The first half of “Right Now” features a semi-romantic relationship between film director Ham Chun-soo (Jung Jae-young) and amateur artist Yoon Hee-jung (Kim Min-hee), who meet at an ancient palace site in Suwon. The two engage in an offbeat, unsuccessful courtship that is rife with awkward conversation and graceless candor. In his overbearing willingness to please, Ham fails to reveal until the last second that he is, in fact, married, inflicting much unpleasantness on Yoon. All of this is captured in those 10 minute-long, unflinching Hongian takes, still full of cigarette smoke, alcohol and light comedy.

Kim Min-hee (left) as amateur artist Yoon Hee-jung and Jung Jae-young as film director Ham Chun-soo in Kim Min-hee (left) as amateur artist Yoon Hee-jung and Jung Jae-young as film director Ham Chun-soo in "Right Now, Wrong Then" (Jeonwonsa Film)
 
In the second half, the story repeats itself from the beginning, but in a slightly tweaked, parallel-universe version. The “mistakes” that Ham committed in the first half are rectified. He becomes “more sincere,” according to Hong, and less desperate for approval, allowing him to better appeal to his female interest; hence the title, “Right Now, Wrong Then.”

The title was meant as a reflection on the first chapter from the viewpoint of the second chapter, Hong said at a news conference for the film in Seoul on Sept. 17.

“I think things become clearer, more understandable when seen in comparison with something else,” he said. “The first chapter sets the foundation, and the second one tries to be a little more objective about the characters’ situation.”

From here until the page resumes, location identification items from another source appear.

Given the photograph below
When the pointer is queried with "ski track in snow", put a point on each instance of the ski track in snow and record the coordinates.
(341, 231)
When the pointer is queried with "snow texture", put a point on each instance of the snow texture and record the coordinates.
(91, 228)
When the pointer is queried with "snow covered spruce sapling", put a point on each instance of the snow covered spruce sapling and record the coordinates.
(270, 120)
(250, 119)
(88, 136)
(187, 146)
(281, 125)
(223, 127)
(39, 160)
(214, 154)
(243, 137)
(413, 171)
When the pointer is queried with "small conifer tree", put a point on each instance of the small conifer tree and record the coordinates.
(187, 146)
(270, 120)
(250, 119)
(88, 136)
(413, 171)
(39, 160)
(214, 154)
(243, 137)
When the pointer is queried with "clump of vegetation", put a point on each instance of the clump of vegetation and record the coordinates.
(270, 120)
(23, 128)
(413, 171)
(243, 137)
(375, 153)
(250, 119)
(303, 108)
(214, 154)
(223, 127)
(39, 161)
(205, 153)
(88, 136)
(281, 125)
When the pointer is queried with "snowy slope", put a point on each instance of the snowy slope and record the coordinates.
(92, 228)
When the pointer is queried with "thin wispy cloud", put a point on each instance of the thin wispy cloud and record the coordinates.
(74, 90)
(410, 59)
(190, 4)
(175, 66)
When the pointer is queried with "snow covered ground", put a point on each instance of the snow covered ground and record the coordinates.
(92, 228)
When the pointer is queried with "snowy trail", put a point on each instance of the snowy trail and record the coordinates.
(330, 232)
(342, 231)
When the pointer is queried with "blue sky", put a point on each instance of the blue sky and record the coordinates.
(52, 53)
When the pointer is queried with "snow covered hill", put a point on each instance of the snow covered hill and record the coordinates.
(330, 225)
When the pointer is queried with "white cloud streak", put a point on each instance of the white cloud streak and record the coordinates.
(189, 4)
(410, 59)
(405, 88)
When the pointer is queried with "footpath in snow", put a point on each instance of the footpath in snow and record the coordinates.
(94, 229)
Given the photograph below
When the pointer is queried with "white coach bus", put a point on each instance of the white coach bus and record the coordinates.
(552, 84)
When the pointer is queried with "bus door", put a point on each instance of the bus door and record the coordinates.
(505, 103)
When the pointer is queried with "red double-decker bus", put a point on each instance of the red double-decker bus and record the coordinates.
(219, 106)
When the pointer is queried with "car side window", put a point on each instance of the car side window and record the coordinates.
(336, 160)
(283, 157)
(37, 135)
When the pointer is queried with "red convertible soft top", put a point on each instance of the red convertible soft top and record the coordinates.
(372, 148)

But the film is not so simple as to imply that a “right answer” exists in human relationships, or that they can be mastered through trial and error. The second chapter is by no means a perfect alternative, full of social blunders of its own, possibly more disturbing, kind. Many critics have written that the film, therefore, highlights the difficulty of committing fully to the moment, by exploring what could otherwise have been.

True to the auteur’s established style, “Right Now” is a film that ponders, without defining, lost chances and what constitutes “agreeable” social behavior, through characters who are painfully, but often endearingly, self-unaware.

“Right Now,” which won the top Golden Leopard prize at the Locarno International Film Festival last month, will open in local theaters on Sept. 24.